A discussão, na 1ª Seção, era saber se o artigo 4º da Instrução Normativa da Receita Federal de nº 327, publicada no ano de 2003, poderia servir de base para a cobrança do imposto.
Esse julgamento teve início em dezembro do ano passado. Naquela ocasião votou somente o relator, ministro Gurgel de Faria, de forma favorável ao contribuinte – que acabou ficando vencido. Ele aplicou o entendimento que até então prevalecia na Corte.
O artigo 40 da Lei nº 12.815, de 2013, para Gurgel de Faria, é claro no sentido de que os serviços de capatazia “não integram o valor aduaneiro e, portanto, não devem ser considerados para fins de composição da base de cálculo”. Por esse motivo, segundo o relator, a norma que foi editada pela Receita Federal acabou por ampliar a base de cálculo do imposto sem amparo em lei.
Já o ministro Francisco Falcão, que abriu o julgamento na sessão de ontem, apresentou voto divergente. Ele afirmou que não se tratava apenas de ato administrativo interno.
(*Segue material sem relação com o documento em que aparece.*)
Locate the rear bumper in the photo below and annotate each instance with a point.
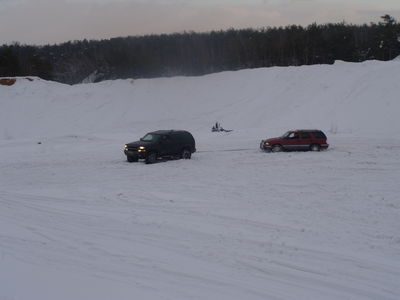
(135, 154)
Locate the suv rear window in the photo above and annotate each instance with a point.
(319, 135)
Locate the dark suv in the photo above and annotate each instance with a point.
(161, 143)
(296, 140)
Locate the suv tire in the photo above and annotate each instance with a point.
(276, 148)
(151, 158)
(186, 154)
(131, 158)
(315, 147)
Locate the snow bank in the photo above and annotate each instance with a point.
(357, 98)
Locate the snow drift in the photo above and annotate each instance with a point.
(79, 222)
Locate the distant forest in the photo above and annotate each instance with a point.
(193, 54)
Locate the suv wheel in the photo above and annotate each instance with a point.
(151, 158)
(276, 148)
(315, 147)
(186, 154)
(131, 158)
O ministro citou que o Decreto nº 6.759, de 2009, que regulamentou as atividades aduaneiras de fiscalização, controle e tributação das operações, ratificou a norma que anos antes foi editada pela Receita Federal.
Falcão levou em conta, ainda, o Acordo Geral sobre Tarifas e Comércio, conhecido como GATT, de 1994, que no artigo 7º estabelece normas para a determinação “do valor para fins alfandegários”. “Ou seja, o valor aduaneiro”, disse o ministro ao proferir o voto. “O referido artigo 7º foi regulamentado pelo Decreto 2.498, de 1998, que no artigo 17 prevê o valor aduaneiro independentemente do método de valoração utilizado”, frisou.
Os ministros Herman Benjamin, Og Fernandes, Sérgio Kukina e Napoleão Nunes Maia Filho acompanharam o voto do ministro Francisco Falcão. Já Regina Helena Costa, Mauro Campbell e Assusete Magalhães seguiram o relator e ficaram vencidos.
O procurador Péricles de Sousa, da Procuradoria-Geral da Fazenda Nacional, diz que há decisão do parlamento do Mercosul para que as despesas de capatazia sejam incluídas no código aduaneiro comum e que, se a decisão do STJ tivesse sido contrária, o Brasil seria o único país a considerar a cobrança como ilegal. “Os outros países podem escolher se querem ou não incluir e o Brasil não teria escolha”, diz. “Politicamente pode ser zerado. Mas a decisão, aí, será do Ministério da Economia.”
Entidades do setor devem levar o caso ao governo e ao Congresso, afirma Paulo Castelo Branco, presidente executivo da Associação Brasileira de Máquinas e Indústrias (Abimei). Ele vê a decisão do STJ como uma “distorção”. ‘Máquinas e equipamentos deveriam ser isentos de impostos. Quando você compra máquina para a produção aqui no Brasil, você vai gerar emprego e vai gerar imposto também”, afirma.